Jobs asks author: "Are you a nut case?"

Posted:
in General Discussion edited January 2014
On Friday, Apple CEO Steve Jobs lashed out at an author who wrote an article about the untold story of Jobs' biological father, reports the New York Daily News.



Fredric Alan Maxwell last week emailed Jobs a 4,000-word article he wrote for Fast Company magazine about Jobs' biological father, reportedly a Syrian immigrant and political science professor named Abdulfattah Jandali.



"Are you a nut case?" Jobs replied, signing the oneliner "Steve."



Maxwell reportedly fired back: "Are you?"



According to the Daily News, the Montana-based author has been pushing Jobs' buttons for a while, even conducting 18 months of research for the unauthorized biography.
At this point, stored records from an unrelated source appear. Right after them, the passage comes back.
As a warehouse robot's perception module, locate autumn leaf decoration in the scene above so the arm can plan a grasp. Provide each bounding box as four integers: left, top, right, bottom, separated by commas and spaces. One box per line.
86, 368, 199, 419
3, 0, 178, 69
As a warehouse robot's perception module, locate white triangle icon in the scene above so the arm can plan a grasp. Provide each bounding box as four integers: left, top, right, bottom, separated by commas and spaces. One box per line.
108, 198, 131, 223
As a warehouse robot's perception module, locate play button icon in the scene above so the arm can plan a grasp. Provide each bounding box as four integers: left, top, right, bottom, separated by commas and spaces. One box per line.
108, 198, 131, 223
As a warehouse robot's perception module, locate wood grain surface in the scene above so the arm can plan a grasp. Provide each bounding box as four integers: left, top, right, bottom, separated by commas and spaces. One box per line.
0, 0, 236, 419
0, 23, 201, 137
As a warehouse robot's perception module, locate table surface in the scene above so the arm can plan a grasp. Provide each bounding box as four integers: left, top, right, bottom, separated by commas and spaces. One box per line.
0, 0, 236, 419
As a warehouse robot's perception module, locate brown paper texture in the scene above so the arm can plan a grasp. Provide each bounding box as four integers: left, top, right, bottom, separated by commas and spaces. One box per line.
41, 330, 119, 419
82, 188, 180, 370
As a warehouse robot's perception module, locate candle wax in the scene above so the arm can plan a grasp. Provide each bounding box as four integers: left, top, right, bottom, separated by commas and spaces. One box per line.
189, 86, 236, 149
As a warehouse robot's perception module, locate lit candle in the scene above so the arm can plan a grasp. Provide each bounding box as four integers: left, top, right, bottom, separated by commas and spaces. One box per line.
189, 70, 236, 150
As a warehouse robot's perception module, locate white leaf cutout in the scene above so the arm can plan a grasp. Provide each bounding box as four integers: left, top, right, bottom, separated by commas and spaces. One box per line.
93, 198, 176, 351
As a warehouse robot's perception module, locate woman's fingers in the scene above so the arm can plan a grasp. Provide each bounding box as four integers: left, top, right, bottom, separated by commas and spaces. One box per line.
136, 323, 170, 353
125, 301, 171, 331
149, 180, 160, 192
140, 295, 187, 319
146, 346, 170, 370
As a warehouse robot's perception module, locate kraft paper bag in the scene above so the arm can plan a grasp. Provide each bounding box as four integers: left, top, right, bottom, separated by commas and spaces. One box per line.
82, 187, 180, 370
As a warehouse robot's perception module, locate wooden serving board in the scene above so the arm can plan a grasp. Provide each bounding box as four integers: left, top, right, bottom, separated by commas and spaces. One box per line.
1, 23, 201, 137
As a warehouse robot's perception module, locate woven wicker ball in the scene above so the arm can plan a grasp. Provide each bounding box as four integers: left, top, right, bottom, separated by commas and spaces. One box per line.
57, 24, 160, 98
He finally sent Jobs the piece after Fast Company decided not to run with it.



In January, Maxwell was reportedly stripped of his press credentials when he tried to enter Jobs' keynote speech at the MacWorld event in San Francisco.



This isn't the first time that an unauthorized biography has drawn the ire of Jobs.



In April, Jobs had Apple pull all books published by John Wiley & Sons from its retail stores in protest of an unauthorized biography titled "iCon Steve Jobs : The Greatest Second Act in the History of Business" which the publisher had agreed to release.



But Jobs' reaction to the biography did nothing but bolster sales and interest in the book, causing Wiley & Sons to double the book's initial press run of nearly 50,000 and to race it to stores a few weeks ahead of its original publication date.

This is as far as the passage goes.